Zucchini Soup With Parmigiano-Reggiano and Basil
Makes about 6 3/4 cups (4 to 6 servings)
This recipe dispenses a goodly amount of summer's prolific vegetable: lightly caramelized, then simmered and pulverized. The result is almost too thick and chunky to be called a soup, but that means it's substantial enough to serve for dinner.
You can top it with cooked, shredded chicken and a dollop of pesto for the very hungry omnivores among you. The quantity makes next-day leftovers a reality.
Serve with crusty bread. Adapted from "Franny's: Simple Seasonal Italian," by Andrew Feinberg, Francine Stephens and Melissa Clark (Artisan, 2013).
8 medium zucchini
1 medium Spanish onion
6 to 8 scallions
Leaves from 4 to 6 stems flat-leaf parsley
3 cloves garlic
6 tablespoons extra-virgin olive oil
1 1/4 teaspoons kosher salt, plus more as needed
3/4 teaspoon freshly cracked black pepper
About 6 large basil leaves, plus more for garnish
2 cups water, or more as needed
Freshly grated Parmigiano-Reggiano cheese, for garnish
Trim the zucchini ends, then cut each vegetable into chunks. Finely chop the onion, scallions, parsley and garlic; piling them together is okay.
Heat 1/4 cup of the oil in a large Dutch oven over medium-high heat. Once the oil shimmers, add one-third of the zucchini chunks and stir to coat. Cook for a few minutes, just until the bottom side is golden and lightly caramelized, then transfer to a mixing bowl. Repeat two more times (no need to add more oil) to use of all the zucchini.
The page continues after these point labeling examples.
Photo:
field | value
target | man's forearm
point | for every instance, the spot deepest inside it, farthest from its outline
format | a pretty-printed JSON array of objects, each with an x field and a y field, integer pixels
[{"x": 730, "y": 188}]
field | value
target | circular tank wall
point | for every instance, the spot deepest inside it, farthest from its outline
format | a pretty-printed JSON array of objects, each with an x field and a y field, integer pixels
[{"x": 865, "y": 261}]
Add the remaining 2 tablespoons of oil to the pot. Once it shimmers, add the onion-scallion mixture and stir to coat. Season with 1/4 teaspoon of the salt and 1/4 teaspoon of the pepper. Reduce the heat to medium; cover and cook for about 8 minutes, so the vegetables soften.
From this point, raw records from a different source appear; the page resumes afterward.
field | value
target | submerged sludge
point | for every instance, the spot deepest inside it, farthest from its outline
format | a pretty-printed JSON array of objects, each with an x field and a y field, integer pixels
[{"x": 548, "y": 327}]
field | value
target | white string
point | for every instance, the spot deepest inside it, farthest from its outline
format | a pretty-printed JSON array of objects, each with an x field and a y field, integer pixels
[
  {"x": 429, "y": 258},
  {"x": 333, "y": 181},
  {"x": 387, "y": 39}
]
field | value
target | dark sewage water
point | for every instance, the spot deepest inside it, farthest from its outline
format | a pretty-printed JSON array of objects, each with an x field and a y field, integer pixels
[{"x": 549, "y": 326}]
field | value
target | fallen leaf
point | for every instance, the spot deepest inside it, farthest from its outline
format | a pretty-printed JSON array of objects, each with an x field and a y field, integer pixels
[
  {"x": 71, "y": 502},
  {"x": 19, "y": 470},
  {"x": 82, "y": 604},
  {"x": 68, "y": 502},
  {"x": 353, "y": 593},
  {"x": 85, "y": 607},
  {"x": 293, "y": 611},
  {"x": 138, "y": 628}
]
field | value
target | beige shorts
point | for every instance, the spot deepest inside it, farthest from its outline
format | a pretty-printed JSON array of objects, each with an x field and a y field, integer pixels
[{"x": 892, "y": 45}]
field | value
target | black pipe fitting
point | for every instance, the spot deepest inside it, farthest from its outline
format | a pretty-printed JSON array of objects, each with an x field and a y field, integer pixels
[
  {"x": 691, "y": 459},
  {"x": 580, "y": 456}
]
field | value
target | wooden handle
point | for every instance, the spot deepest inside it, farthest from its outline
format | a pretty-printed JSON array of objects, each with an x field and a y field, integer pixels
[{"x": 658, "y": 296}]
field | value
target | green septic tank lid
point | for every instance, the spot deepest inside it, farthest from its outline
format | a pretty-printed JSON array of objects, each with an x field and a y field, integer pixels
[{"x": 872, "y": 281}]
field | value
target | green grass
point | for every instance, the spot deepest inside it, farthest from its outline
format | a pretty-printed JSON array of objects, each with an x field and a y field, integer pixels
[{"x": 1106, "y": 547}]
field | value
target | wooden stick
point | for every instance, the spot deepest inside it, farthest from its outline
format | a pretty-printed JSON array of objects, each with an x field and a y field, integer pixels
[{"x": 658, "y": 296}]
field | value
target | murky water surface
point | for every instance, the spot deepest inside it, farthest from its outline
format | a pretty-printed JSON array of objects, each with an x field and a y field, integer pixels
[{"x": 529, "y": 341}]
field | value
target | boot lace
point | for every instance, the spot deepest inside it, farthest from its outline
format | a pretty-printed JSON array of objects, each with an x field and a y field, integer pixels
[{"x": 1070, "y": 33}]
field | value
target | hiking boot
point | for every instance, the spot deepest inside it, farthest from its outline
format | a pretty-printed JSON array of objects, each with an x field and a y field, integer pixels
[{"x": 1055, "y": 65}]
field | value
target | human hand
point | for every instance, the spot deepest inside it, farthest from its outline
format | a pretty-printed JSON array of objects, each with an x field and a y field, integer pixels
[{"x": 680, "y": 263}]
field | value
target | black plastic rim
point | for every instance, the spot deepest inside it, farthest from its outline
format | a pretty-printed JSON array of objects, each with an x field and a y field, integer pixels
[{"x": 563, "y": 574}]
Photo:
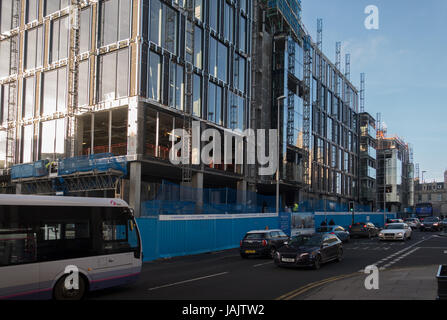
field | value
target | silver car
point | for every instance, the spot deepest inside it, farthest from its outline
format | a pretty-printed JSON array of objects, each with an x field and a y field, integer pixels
[
  {"x": 395, "y": 231},
  {"x": 414, "y": 223}
]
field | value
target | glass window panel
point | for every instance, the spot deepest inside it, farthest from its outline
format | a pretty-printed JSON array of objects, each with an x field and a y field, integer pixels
[
  {"x": 218, "y": 108},
  {"x": 5, "y": 15},
  {"x": 62, "y": 90},
  {"x": 48, "y": 139},
  {"x": 211, "y": 101},
  {"x": 109, "y": 21},
  {"x": 59, "y": 39},
  {"x": 123, "y": 73},
  {"x": 49, "y": 92},
  {"x": 4, "y": 57},
  {"x": 119, "y": 131},
  {"x": 154, "y": 75},
  {"x": 85, "y": 126},
  {"x": 84, "y": 81},
  {"x": 30, "y": 43},
  {"x": 170, "y": 29},
  {"x": 198, "y": 47},
  {"x": 28, "y": 97},
  {"x": 242, "y": 33},
  {"x": 198, "y": 9},
  {"x": 60, "y": 138},
  {"x": 156, "y": 24},
  {"x": 27, "y": 146},
  {"x": 31, "y": 10},
  {"x": 3, "y": 136},
  {"x": 124, "y": 19},
  {"x": 108, "y": 76},
  {"x": 101, "y": 132},
  {"x": 172, "y": 71},
  {"x": 222, "y": 59},
  {"x": 213, "y": 14},
  {"x": 197, "y": 97},
  {"x": 179, "y": 88},
  {"x": 84, "y": 31},
  {"x": 212, "y": 57}
]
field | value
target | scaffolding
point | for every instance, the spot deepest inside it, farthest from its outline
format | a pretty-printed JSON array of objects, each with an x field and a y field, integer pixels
[
  {"x": 307, "y": 107},
  {"x": 189, "y": 94},
  {"x": 73, "y": 72},
  {"x": 362, "y": 92},
  {"x": 12, "y": 88}
]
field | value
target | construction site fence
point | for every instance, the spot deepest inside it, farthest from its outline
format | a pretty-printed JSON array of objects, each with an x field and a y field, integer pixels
[{"x": 172, "y": 198}]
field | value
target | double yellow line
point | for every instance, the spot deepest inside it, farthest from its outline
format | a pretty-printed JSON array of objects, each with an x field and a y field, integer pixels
[{"x": 300, "y": 291}]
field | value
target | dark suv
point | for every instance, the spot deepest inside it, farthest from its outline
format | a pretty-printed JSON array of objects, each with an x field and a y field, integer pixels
[
  {"x": 431, "y": 223},
  {"x": 262, "y": 243},
  {"x": 361, "y": 229}
]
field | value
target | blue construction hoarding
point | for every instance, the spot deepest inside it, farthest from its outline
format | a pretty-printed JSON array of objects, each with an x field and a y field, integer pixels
[
  {"x": 179, "y": 235},
  {"x": 168, "y": 236}
]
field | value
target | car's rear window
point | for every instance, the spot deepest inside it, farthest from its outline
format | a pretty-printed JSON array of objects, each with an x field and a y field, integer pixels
[{"x": 255, "y": 236}]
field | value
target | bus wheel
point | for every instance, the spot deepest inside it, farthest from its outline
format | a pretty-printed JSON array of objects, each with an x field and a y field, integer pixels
[{"x": 62, "y": 293}]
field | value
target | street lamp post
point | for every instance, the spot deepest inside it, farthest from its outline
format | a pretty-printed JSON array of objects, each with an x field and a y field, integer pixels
[{"x": 278, "y": 100}]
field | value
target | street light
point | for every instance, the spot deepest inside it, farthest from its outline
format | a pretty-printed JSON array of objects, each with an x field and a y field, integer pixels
[
  {"x": 423, "y": 176},
  {"x": 278, "y": 100}
]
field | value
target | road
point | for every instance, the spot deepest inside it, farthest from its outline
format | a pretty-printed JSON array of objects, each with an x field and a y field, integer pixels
[{"x": 225, "y": 276}]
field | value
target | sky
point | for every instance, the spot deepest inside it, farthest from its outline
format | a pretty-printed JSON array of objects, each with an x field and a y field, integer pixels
[{"x": 405, "y": 65}]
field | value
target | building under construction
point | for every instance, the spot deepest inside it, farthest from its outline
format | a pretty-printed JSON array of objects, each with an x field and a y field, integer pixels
[
  {"x": 91, "y": 91},
  {"x": 395, "y": 173}
]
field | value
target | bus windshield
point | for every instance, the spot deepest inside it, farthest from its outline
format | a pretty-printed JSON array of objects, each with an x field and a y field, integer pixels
[{"x": 48, "y": 233}]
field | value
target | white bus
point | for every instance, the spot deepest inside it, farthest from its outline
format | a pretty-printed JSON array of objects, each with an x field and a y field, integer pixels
[{"x": 41, "y": 236}]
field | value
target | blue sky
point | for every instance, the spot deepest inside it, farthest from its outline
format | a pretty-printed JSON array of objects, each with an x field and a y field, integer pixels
[{"x": 405, "y": 65}]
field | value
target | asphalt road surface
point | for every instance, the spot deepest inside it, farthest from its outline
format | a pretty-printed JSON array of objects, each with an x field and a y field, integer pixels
[{"x": 226, "y": 276}]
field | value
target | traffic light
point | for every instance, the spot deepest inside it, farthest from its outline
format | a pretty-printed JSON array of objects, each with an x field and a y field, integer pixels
[{"x": 351, "y": 206}]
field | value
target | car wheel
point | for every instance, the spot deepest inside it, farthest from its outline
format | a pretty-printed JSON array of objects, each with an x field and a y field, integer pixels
[
  {"x": 317, "y": 263},
  {"x": 339, "y": 255},
  {"x": 62, "y": 293},
  {"x": 272, "y": 252}
]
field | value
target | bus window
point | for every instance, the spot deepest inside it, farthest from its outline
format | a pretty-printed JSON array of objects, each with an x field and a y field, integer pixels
[{"x": 17, "y": 246}]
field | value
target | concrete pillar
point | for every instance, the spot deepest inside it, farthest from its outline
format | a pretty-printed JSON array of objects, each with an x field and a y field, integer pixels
[
  {"x": 135, "y": 131},
  {"x": 18, "y": 188},
  {"x": 197, "y": 183},
  {"x": 242, "y": 192},
  {"x": 135, "y": 188}
]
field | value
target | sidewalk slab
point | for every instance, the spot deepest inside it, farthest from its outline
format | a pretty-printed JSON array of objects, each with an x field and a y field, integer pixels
[{"x": 418, "y": 283}]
Coarsely chop the 6 basil leaves.
Return the zucchini to the pot, then season with the remaining teaspoon of salt and 1/2 teaspoon of pepper. Stir in the water, which will not quite cover the zucchini. Increase the heat to high and cook just until bubbles form at the edges, then reduce the heat to medium-low, cover and cook for about 12 minutes. The zucchini should be soft but not disintegrating. Stir in the chopped basil.
Use an immersion (stick) blender to puree the mixture into a thick soup that retains some small chunks of zucchini. If it's too thick for your liking, add water as needed. Remove from the heat. Taste, and adjust seasoning as needed.
Divide among individual bowls or deep cups. Tear a few basil leaves over each portion, then grate a little Parmigiano-Reggiano cheese over each one as well. Serve warm or at room temperature.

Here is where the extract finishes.